While a useful concept in the abstract, “expressivity” is difficult to quantify—especially on a proteome-wide scale. For this reason six separate predictors of expressivity were employed: protein abundance, transcript abundance, and adherence to codon usage bias, under both aerobic and anaerobic growth conditions. All comparisons between biosynthetic cost and expressivity were performed using like data (i.e., aerobic cost vs. aerobic expression data and anaerobic cost vs. anaerobic expression data).

Protein Abundance Data

Aerobic protein abundance data were drawn from the supplemental material of analysis by Ghaemmaghami et al. (2003). This study grew 1.7-ml cultures in a 96-well format to log phase. Sodium dodecyl sulfate (SDS)-polyacrylamide gel electrophoresis (PAGE)/western blot analysis was utilized to examine total cell extracts.
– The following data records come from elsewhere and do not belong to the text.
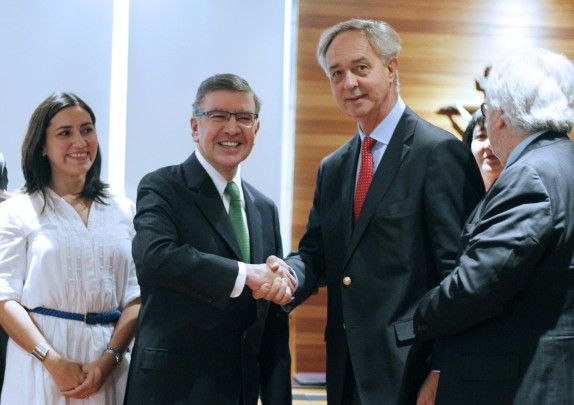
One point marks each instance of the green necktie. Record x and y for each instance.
(236, 217)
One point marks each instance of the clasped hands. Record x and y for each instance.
(271, 281)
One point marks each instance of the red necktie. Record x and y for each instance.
(365, 175)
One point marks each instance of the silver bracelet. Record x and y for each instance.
(41, 351)
(116, 352)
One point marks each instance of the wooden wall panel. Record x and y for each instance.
(446, 45)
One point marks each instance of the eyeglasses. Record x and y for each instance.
(483, 110)
(244, 119)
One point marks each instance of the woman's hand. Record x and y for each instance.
(66, 373)
(96, 374)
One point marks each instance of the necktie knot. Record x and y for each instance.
(237, 221)
(368, 143)
(233, 191)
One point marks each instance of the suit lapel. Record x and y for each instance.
(209, 202)
(396, 151)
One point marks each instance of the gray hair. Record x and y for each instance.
(535, 90)
(224, 81)
(383, 38)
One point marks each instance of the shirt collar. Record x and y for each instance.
(383, 132)
(218, 180)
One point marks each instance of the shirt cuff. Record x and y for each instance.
(239, 281)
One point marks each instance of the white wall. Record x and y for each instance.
(53, 45)
(47, 46)
(176, 44)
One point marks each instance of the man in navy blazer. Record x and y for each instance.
(405, 240)
(201, 337)
(506, 312)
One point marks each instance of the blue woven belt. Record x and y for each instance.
(90, 318)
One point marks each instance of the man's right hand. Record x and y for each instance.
(271, 281)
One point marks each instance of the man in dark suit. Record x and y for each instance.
(202, 338)
(405, 238)
(506, 312)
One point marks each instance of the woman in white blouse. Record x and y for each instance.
(69, 296)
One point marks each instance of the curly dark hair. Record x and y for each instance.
(35, 166)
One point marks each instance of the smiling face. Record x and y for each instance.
(225, 144)
(360, 83)
(490, 166)
(71, 144)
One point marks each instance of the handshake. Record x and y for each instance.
(271, 281)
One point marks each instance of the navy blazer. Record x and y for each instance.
(507, 311)
(194, 344)
(405, 242)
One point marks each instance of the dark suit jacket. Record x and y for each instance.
(508, 307)
(194, 344)
(404, 242)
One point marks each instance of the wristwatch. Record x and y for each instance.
(116, 352)
(41, 351)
Anaerobic transcript abundance data were obtained from the Gene Expression Omnibus (http://www.ncbi.nlm.nih.gov/geo/), accession number GSM177360. The study performed a quantitative proteomic analysis of anaerobic and aerobic yeast cultures. The results were in the form of a protein expression ratio (anaerobic/aerobic). For this work, expression values for each protein were determined by multiplying the aerobic expression data described above (as generated by Ghaemmaghami et al. 2003] by the protein expression ratio. Proteins shown to be expressed under aerobic-only conditions were set to 0. Likewise, proteins shown to be expressed under anaerobic-only conditions were set to 0, as a ratio multiplication of aerobic data would be meaningless. The total number of proteins with anaerobic expression data was 626.

Transcript Abundance Data

Aerobic transcript abundance data were obtained from the supplementary materials of Holstege et al. (1998). Anaerobic transcript abundance data were obtained from the Gene Expression Omnibus (http://www.ncbi.nlm.nih.gov/geo/), accession number GSE5926. The study measured anaerobic transcriptional response to weak organic acids in chemostat cultures of S. cerevisiae. Reference (untreated) data were utilized in this study (average expression values of three reference data sets).
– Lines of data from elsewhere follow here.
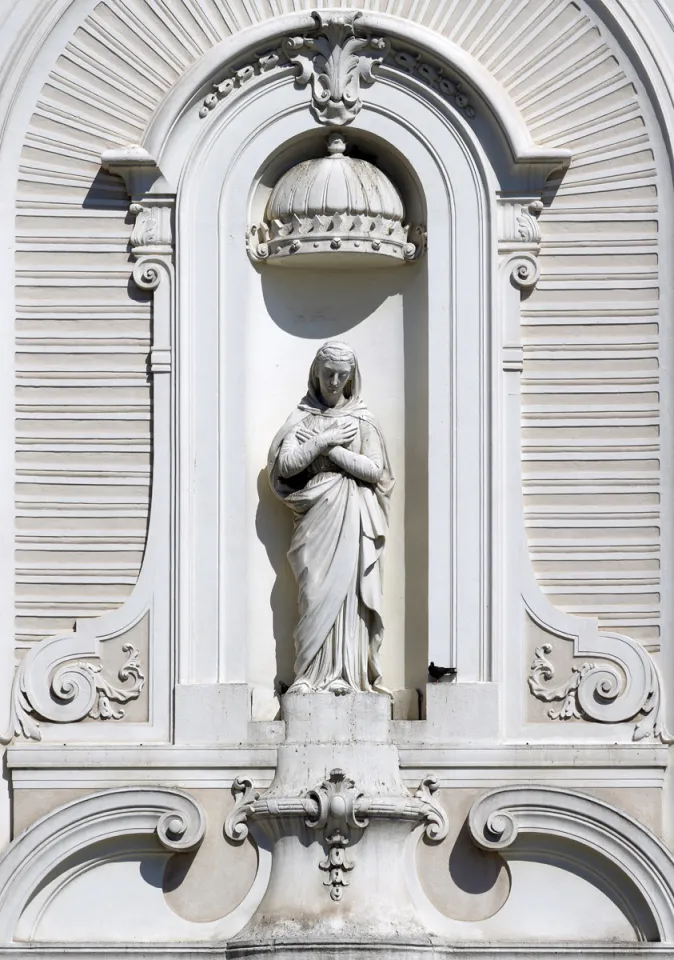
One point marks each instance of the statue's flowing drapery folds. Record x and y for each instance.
(340, 499)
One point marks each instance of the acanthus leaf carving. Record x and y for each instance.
(236, 78)
(335, 59)
(336, 808)
(245, 795)
(336, 799)
(152, 227)
(77, 690)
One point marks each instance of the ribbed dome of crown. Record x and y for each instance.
(334, 184)
(339, 210)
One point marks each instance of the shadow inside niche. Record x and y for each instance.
(321, 304)
(473, 870)
(274, 527)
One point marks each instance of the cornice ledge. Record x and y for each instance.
(622, 856)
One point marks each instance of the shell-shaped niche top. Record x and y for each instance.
(342, 210)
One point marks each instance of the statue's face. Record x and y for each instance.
(333, 376)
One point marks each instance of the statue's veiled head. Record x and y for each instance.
(334, 373)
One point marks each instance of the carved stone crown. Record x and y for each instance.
(337, 206)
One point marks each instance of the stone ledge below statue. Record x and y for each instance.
(324, 732)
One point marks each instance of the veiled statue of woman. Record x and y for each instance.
(329, 464)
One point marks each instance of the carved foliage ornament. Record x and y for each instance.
(337, 808)
(77, 682)
(591, 686)
(334, 59)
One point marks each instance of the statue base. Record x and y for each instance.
(341, 826)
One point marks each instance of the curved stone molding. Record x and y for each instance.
(622, 857)
(339, 810)
(75, 690)
(334, 60)
(174, 817)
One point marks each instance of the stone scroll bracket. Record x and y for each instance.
(171, 818)
(338, 811)
(62, 679)
(620, 682)
(624, 859)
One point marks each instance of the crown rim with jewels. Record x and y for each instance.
(335, 205)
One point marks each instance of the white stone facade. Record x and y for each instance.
(513, 326)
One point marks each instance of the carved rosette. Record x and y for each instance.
(339, 811)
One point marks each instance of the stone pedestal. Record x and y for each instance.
(338, 818)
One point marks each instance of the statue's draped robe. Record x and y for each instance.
(336, 550)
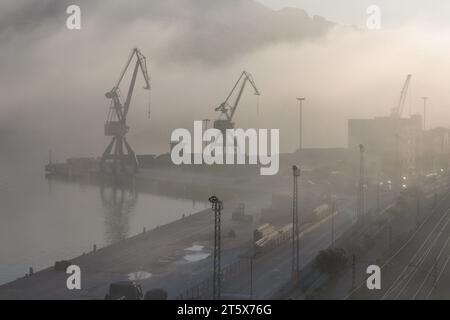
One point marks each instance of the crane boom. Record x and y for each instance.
(398, 111)
(116, 125)
(227, 109)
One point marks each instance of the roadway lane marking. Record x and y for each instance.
(430, 271)
(421, 260)
(405, 269)
(403, 246)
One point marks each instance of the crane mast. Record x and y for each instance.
(119, 150)
(228, 108)
(398, 111)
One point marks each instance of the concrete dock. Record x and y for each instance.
(159, 253)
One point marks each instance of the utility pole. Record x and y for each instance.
(333, 210)
(353, 271)
(295, 226)
(397, 167)
(251, 277)
(217, 207)
(378, 192)
(300, 124)
(205, 127)
(425, 100)
(390, 239)
(360, 209)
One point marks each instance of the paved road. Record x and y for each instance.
(273, 270)
(420, 268)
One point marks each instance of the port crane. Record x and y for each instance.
(119, 150)
(228, 108)
(398, 111)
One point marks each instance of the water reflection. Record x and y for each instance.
(119, 203)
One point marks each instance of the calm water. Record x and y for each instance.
(43, 221)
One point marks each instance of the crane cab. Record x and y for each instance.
(116, 128)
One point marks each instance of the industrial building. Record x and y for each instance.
(392, 144)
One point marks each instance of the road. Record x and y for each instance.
(273, 270)
(419, 269)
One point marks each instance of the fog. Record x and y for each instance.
(53, 80)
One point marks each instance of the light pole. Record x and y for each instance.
(205, 127)
(300, 124)
(295, 226)
(425, 99)
(361, 209)
(217, 277)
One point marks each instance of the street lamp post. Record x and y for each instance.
(425, 99)
(300, 125)
(295, 226)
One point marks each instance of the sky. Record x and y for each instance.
(53, 80)
(353, 12)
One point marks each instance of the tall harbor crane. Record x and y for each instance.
(228, 108)
(118, 150)
(398, 111)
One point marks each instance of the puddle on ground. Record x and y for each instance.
(194, 257)
(139, 275)
(196, 248)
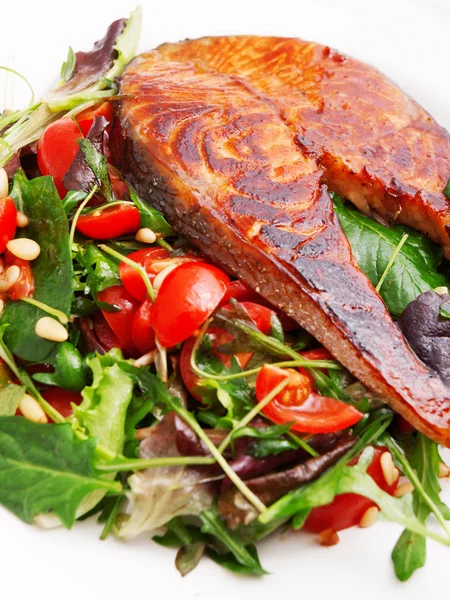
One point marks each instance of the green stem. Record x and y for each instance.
(253, 412)
(162, 242)
(407, 469)
(139, 464)
(78, 213)
(62, 318)
(391, 261)
(189, 419)
(150, 291)
(299, 362)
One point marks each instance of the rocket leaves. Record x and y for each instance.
(415, 268)
(52, 270)
(45, 467)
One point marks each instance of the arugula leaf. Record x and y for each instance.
(45, 467)
(102, 271)
(52, 270)
(409, 553)
(246, 557)
(70, 369)
(150, 217)
(68, 66)
(72, 198)
(10, 397)
(415, 268)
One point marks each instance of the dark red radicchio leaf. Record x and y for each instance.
(161, 493)
(92, 66)
(428, 333)
(236, 510)
(80, 176)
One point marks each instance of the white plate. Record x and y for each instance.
(408, 40)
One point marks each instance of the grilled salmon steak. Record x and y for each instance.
(220, 156)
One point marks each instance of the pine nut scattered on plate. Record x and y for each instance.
(403, 489)
(31, 410)
(157, 282)
(328, 538)
(24, 248)
(21, 219)
(4, 186)
(146, 235)
(369, 518)
(390, 471)
(51, 329)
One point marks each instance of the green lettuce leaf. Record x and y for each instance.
(415, 268)
(52, 270)
(46, 468)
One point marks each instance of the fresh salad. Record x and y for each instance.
(143, 388)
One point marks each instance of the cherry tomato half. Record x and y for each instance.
(86, 118)
(61, 400)
(309, 411)
(8, 217)
(110, 222)
(186, 298)
(142, 329)
(347, 510)
(121, 321)
(56, 150)
(131, 278)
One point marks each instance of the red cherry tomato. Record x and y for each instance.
(131, 278)
(24, 287)
(188, 295)
(309, 411)
(142, 329)
(110, 222)
(106, 336)
(86, 118)
(57, 148)
(347, 510)
(8, 217)
(261, 315)
(61, 400)
(120, 321)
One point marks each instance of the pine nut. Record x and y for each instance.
(403, 489)
(31, 410)
(4, 186)
(24, 248)
(157, 282)
(21, 219)
(390, 471)
(369, 518)
(444, 471)
(51, 329)
(146, 236)
(328, 538)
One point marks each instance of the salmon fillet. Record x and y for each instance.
(376, 146)
(218, 159)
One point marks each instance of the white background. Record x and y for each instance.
(409, 41)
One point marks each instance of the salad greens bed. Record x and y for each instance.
(129, 440)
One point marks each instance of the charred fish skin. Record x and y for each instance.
(376, 146)
(218, 160)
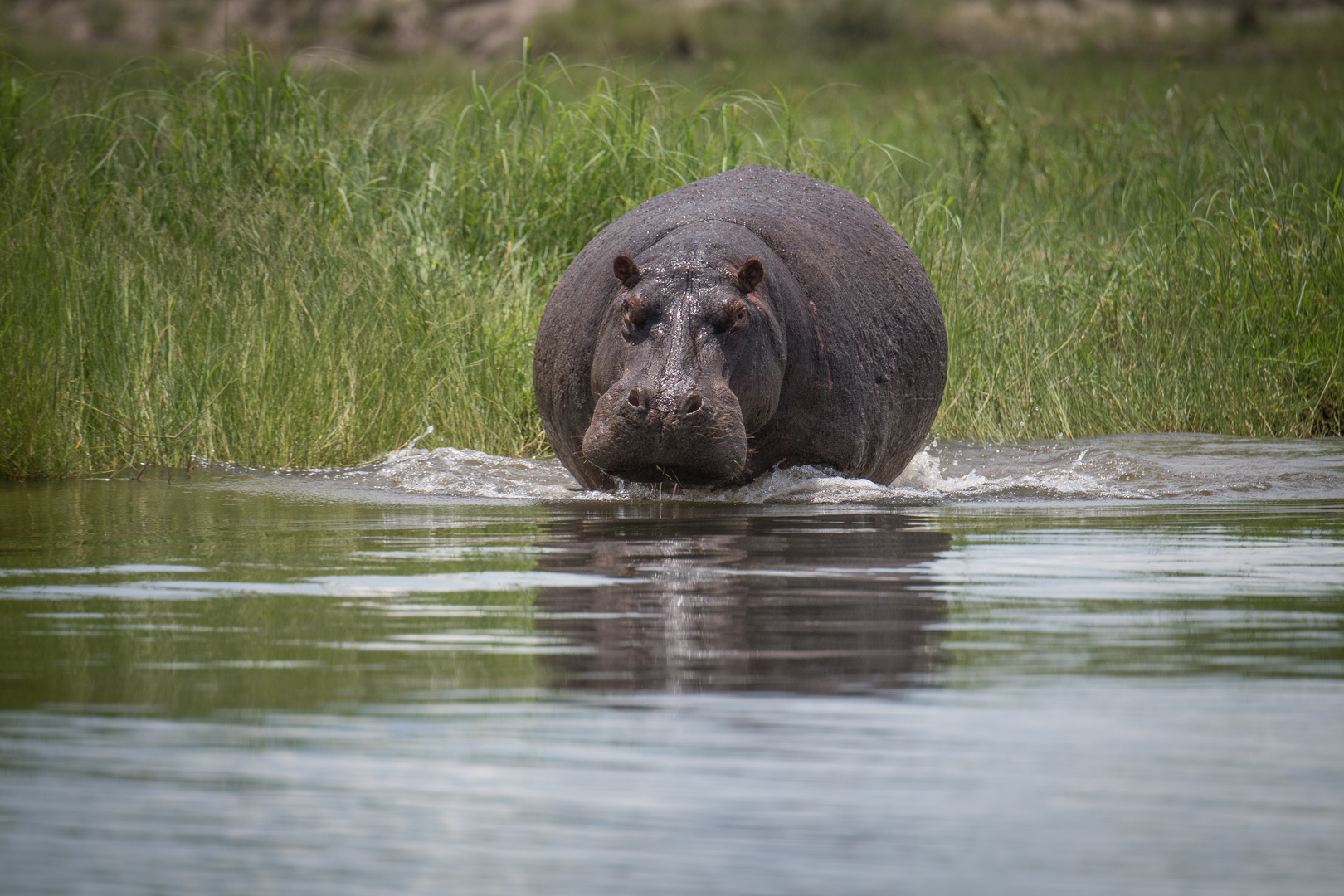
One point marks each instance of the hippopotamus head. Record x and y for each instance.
(689, 362)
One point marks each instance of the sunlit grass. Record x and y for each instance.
(241, 265)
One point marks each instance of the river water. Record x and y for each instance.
(1105, 665)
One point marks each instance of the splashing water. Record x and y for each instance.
(1144, 466)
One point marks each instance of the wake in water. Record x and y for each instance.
(1155, 466)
Adherence to Codon Usage Bias

Each gene’s adherence to synonymous codon usage bias was established by calculating the degree to which the gene has adapted its codon usage to that exhibited by highly expressed genes. A codon adaptation index (CAI) value was determined for each gene in the S. cerevisiae genome using the techniques developed by Sharp and LI (1987). The set of highly expressed genes utilized to determine the relative adaptiveness (or weight) for each codon was the top 1% of genes drawn from the respective transcript abundance data (aerobic transcript abundance for aerobic CAI and anaerobic transcript abundance for anaerobic CAI). Transcript abundance was chosen over protein abundance due to the relatively small number of proteins with anaerobic expression values (626; see Protein Abundance Data, above).

Sequence Data

Sequence data were obtained from the National Center for Biotechnology Information (NCBI; http://www.ncbi.nih.gov/Genomes/) for all 16 chromosomes of S. cerevisiae (Goffeau et al. 1996). Genes with fewer than 100 codons (not including the start and stop codon) were removed from consideration to minimize sampling effects and potential length biases (Eyre-Walker 1996).
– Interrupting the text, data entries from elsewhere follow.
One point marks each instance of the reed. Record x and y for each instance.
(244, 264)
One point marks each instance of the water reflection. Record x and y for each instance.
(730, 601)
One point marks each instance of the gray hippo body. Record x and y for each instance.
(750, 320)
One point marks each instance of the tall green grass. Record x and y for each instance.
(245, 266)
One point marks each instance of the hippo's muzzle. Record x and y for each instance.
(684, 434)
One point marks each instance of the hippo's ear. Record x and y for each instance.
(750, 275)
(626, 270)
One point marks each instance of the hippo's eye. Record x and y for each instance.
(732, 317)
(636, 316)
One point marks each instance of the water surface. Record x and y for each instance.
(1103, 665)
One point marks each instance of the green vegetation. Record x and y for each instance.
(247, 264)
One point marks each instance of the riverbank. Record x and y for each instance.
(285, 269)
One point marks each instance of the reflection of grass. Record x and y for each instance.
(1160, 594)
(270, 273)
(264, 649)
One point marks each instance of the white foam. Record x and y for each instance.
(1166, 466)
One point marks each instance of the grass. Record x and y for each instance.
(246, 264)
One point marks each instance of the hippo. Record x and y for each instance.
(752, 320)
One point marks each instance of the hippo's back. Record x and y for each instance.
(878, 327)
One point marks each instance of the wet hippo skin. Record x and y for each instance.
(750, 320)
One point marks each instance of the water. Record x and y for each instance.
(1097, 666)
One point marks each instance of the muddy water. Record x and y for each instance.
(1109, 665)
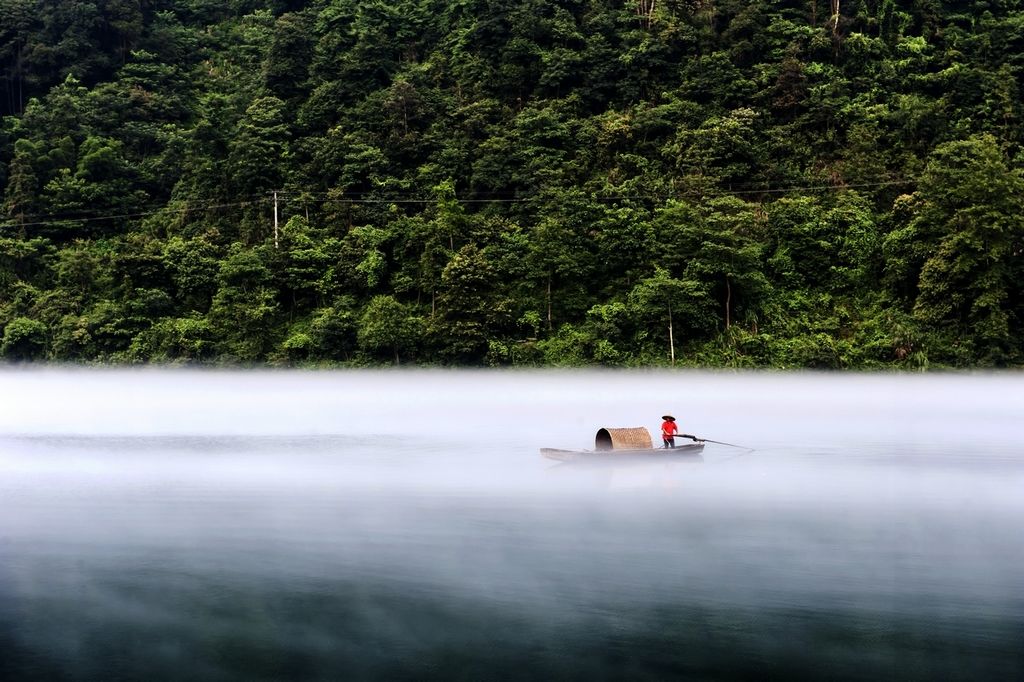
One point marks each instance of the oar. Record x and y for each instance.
(693, 437)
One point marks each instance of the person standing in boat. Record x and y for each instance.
(669, 430)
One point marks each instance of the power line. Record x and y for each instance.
(364, 199)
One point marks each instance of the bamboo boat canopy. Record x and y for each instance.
(635, 437)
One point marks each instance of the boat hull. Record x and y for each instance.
(689, 452)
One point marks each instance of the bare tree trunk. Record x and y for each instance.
(728, 300)
(672, 341)
(549, 301)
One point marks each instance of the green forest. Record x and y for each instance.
(718, 183)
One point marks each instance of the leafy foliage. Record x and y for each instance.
(513, 182)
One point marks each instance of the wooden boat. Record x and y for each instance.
(631, 444)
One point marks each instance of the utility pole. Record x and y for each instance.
(274, 219)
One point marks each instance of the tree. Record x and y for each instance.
(24, 339)
(388, 326)
(965, 223)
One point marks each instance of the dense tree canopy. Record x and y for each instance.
(706, 182)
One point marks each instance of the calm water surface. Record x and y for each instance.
(163, 524)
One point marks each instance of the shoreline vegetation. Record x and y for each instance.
(697, 183)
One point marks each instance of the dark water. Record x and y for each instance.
(402, 525)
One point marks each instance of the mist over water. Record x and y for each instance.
(401, 524)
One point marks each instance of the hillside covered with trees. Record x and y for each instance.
(624, 182)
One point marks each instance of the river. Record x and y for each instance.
(401, 524)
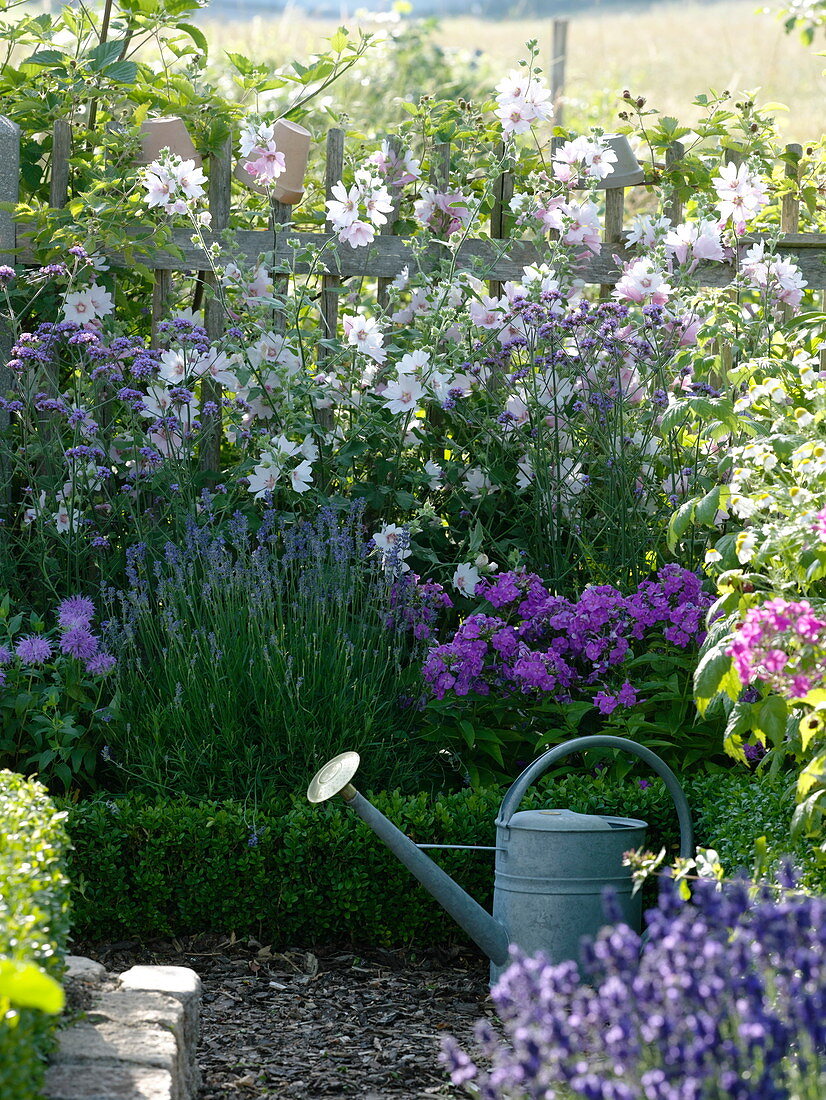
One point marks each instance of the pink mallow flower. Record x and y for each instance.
(641, 282)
Genes that were recent additions to the genome (horizontally transferred) were removed from consideration since they may not reflect yeast’s codon usage bias (dos Reis et al. 2003). The techniques employed by Garcia-Vallvé et al. (2003) were utilized to identify candidates for horizontal gene transfer (HGT). While it has been shown that eukaryotes experience HGT (Jain et al. 1999), it has been noted that the GC content in yeast is unusually malleable (genes acquired by HGT are expected to yield rapidly to the factors that govern GC-content trends in yeast’s genome), such that all genes that have been horizontally transferred may not have been identified by this approach (Hall et al. 2005). In summary, genes that are extraneous in terms of GC content and codon usage (excluding highly expressed genes and those that code for proteins that deviate from organismal amino acid content) were considered candidates for HGT. Clusters of high- or low-GC-content genes (identified by a sliding 11-gene window) were also considered likely to have been acquired. In this implementation the GC-content values (GCT, GC1, GC2, and GC3) were determined by considering all chromosomes combined. This was due to the relatively uniform GC content found across the chromosomes (μ = 38.4%, σ = 0.36%).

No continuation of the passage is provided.